Part 3 of Sitting in a Tree (aka why Miles Morales might be the luckiest guy in the comic universe) continues, this time with an awkward encounter in Gwen’s home dimension.
Spider-Man #13 (Marvel Comics)
- To be fair, an X-Man really should be less surprised/enamored about the fact that other dimensions exist.
- Yeah, that is definitely not the Jefferson Davis we know and love.
- In case you needed a reminder, Spider-Gwen is a total badass.
- Not really my place to say, but once he started trying to bash Miles’ head in, that was the point where calling this version of Jefferson Davis “dad” got more than a little weird.
- No matter what dimension you’re in, the police always shoot at spider-people.
- …except for this one. This one is much worse.
- When the dimensional portal on your wrist says to “Return to Origin Point,” you listen…and take your new friend (maybe girlfriend) with you.
As a comic book reviewer in the post Civil War II world, I’m currently supposed to be ranting and raving about how bad crossovers are. Fortunately, The Clone Conspiracy and “Sitting in a Tree” have been so good that I really can’t go there right now.
In this issue’s case, we get a great dichotomy between Miles, who is still fairly young and inexperienced, and Gwen, who is both a little older and much wiser. She may not have been superheroing as long as him (I’m honestly not sure how the timelines work on that), but she’s able to process and compartmentalize things in a way that Miles is still learning to master.
Of course, to be fair, Miles did get into a giant brawl with a possibly alternate super villain version of his father.
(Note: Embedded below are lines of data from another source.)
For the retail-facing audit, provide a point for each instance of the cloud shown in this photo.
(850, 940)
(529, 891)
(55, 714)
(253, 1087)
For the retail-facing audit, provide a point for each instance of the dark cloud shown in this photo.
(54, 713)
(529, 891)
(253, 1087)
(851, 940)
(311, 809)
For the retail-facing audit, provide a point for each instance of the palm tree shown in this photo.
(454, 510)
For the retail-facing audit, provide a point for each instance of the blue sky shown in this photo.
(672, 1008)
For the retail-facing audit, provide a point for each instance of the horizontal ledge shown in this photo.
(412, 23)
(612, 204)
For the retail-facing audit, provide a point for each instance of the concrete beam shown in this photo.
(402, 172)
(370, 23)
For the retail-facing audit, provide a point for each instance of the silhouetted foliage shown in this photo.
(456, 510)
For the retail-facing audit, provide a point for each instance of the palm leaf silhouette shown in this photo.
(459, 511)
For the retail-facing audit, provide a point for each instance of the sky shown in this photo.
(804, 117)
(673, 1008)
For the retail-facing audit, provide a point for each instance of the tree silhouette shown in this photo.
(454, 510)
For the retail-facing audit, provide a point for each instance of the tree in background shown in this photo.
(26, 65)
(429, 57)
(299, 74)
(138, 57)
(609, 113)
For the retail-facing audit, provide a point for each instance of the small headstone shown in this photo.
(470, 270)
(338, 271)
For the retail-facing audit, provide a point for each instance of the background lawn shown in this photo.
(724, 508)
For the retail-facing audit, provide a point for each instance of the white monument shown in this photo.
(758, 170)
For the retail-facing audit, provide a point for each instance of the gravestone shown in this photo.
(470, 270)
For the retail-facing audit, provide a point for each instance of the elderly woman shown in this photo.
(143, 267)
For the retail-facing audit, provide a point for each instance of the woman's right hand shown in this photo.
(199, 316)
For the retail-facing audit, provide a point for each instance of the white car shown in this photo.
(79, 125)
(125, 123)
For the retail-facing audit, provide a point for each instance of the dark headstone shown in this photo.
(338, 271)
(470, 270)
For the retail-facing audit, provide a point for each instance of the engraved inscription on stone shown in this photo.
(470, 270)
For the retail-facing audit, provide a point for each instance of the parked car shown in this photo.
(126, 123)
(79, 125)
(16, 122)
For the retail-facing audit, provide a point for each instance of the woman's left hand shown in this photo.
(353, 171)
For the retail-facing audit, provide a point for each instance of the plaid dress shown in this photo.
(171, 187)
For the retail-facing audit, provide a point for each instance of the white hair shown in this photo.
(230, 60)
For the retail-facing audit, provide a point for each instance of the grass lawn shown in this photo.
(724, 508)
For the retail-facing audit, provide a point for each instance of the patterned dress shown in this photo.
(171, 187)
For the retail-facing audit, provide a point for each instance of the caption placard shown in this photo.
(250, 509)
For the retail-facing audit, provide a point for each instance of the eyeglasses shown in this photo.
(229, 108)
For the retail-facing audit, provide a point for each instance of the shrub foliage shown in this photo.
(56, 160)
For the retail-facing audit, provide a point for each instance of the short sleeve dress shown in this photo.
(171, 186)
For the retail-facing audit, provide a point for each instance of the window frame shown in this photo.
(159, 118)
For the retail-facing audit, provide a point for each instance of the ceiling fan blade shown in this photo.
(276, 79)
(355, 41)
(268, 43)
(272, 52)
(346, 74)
That’s bound to mess anybody up.
Speaking of the aforementioned fight, Sara Pichelli draws the heck out of it. You’re not going to find many people who can portray such a wide array of athletic moves and physical impacts.
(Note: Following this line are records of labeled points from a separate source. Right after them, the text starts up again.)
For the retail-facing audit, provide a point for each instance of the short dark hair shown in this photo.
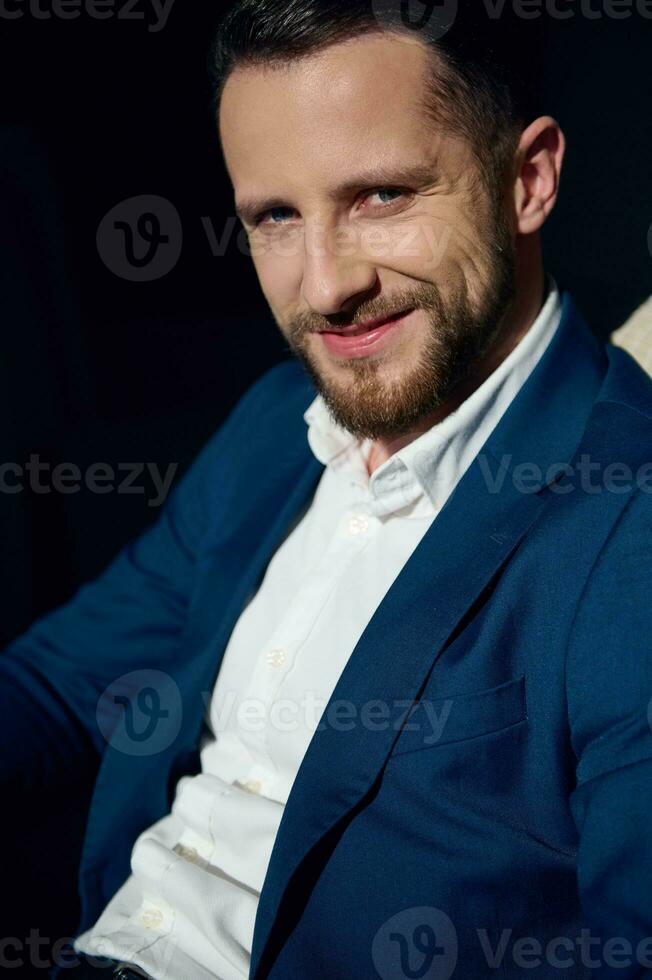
(486, 71)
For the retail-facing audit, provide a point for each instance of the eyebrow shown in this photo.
(248, 209)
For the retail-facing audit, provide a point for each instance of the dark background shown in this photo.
(96, 368)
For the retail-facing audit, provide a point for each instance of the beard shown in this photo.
(459, 334)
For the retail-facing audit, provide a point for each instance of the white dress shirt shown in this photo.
(187, 910)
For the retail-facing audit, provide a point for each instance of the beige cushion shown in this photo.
(635, 336)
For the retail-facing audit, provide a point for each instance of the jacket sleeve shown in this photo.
(52, 676)
(609, 687)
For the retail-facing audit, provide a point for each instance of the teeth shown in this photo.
(356, 330)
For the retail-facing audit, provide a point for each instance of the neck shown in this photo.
(516, 324)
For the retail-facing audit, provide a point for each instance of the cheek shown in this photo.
(278, 266)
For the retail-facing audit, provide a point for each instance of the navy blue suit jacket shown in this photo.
(510, 807)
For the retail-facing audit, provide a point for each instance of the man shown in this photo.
(371, 698)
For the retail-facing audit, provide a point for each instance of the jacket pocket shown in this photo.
(442, 721)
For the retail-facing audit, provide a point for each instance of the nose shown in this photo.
(333, 278)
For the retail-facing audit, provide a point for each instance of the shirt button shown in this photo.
(151, 918)
(358, 524)
(253, 786)
(189, 853)
(276, 658)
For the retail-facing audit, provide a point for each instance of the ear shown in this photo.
(539, 159)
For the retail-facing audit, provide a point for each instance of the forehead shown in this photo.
(358, 101)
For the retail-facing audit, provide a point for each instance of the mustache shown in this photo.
(427, 298)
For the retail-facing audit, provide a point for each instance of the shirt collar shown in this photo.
(418, 479)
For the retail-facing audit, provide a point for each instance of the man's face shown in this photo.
(357, 209)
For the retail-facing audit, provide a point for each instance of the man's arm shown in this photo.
(609, 685)
(130, 617)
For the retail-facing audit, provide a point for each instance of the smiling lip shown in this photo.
(360, 340)
(356, 329)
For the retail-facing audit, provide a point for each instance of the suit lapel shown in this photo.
(482, 523)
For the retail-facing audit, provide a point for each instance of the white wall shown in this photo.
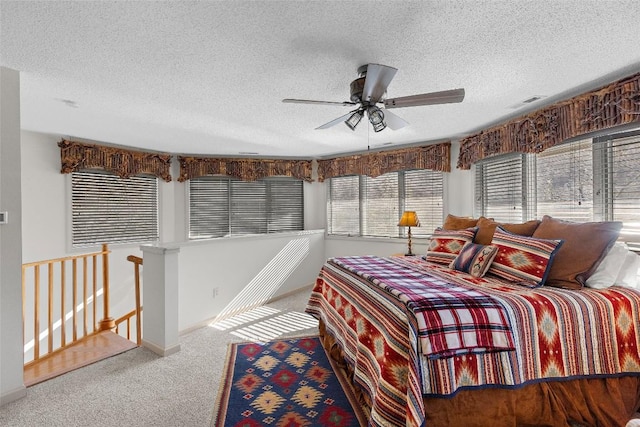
(46, 210)
(11, 384)
(46, 232)
(230, 264)
(223, 276)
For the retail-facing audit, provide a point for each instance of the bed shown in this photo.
(465, 336)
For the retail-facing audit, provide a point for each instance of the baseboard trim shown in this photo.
(13, 395)
(161, 351)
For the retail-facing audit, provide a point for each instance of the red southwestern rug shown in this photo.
(284, 383)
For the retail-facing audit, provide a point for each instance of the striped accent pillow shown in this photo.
(474, 259)
(521, 259)
(444, 245)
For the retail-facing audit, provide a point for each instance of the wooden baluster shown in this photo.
(74, 296)
(85, 291)
(107, 322)
(63, 315)
(95, 292)
(50, 308)
(36, 323)
(138, 306)
(24, 302)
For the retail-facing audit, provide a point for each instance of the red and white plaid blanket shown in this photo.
(451, 319)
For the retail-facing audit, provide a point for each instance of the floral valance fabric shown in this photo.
(613, 105)
(434, 157)
(76, 156)
(244, 169)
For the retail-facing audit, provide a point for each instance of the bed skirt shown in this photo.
(584, 402)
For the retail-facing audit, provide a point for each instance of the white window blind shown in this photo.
(586, 180)
(423, 191)
(109, 209)
(343, 205)
(220, 206)
(619, 166)
(365, 206)
(501, 188)
(380, 205)
(564, 180)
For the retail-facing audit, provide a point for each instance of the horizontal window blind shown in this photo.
(585, 180)
(423, 191)
(564, 181)
(500, 188)
(365, 206)
(208, 208)
(110, 209)
(380, 205)
(220, 206)
(343, 205)
(620, 167)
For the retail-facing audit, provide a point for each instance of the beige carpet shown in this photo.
(139, 388)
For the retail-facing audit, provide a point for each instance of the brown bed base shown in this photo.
(584, 402)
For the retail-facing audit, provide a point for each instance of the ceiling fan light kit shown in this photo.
(369, 89)
(354, 119)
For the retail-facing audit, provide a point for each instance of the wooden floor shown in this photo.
(85, 352)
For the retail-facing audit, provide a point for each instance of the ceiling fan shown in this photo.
(369, 89)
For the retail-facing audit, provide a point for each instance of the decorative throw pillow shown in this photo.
(474, 259)
(585, 245)
(453, 222)
(444, 245)
(521, 259)
(487, 226)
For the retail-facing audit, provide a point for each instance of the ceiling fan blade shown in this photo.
(376, 82)
(394, 122)
(443, 97)
(335, 121)
(309, 101)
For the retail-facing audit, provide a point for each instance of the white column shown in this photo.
(160, 299)
(11, 354)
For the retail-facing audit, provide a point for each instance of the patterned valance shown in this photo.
(76, 156)
(613, 105)
(244, 169)
(435, 157)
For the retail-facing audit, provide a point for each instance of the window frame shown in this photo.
(269, 206)
(402, 201)
(603, 168)
(153, 237)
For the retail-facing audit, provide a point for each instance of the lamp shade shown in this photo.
(409, 219)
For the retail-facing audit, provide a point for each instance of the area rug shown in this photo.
(284, 383)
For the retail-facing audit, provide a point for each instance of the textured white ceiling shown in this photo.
(208, 77)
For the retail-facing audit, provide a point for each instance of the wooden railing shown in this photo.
(68, 294)
(136, 312)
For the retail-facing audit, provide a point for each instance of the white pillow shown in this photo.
(608, 271)
(628, 274)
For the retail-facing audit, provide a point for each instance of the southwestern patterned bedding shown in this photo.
(410, 329)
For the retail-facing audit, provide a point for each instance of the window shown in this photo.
(109, 209)
(221, 206)
(365, 206)
(588, 180)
Script-wise, I wasn’t sure I was going to like the way Bendis started things off via Miles retelling the events to his friends, but now I love it. The narrative is framed in such a way that feels incredibly personal while also giving us a more coherent perspective than we would’ve had in the heat of the moment. The dialogue occasionally becomes redundant/annoying, but Bendis even uses those moments to his advantage to make the characters’ interaction feel more authentic (and seriously, we all have a friend like Ganke who can’t shut up and let someone just tell a story).
As expected, there’s plenty of humor and romantic tension, as well. Still no kiss, but we know it’s coming. Considering how great these two are together already, it should make the moment even better once it arrives. I’m not in any hurry to get there, though—especially when every step of the journey is this enjoyable.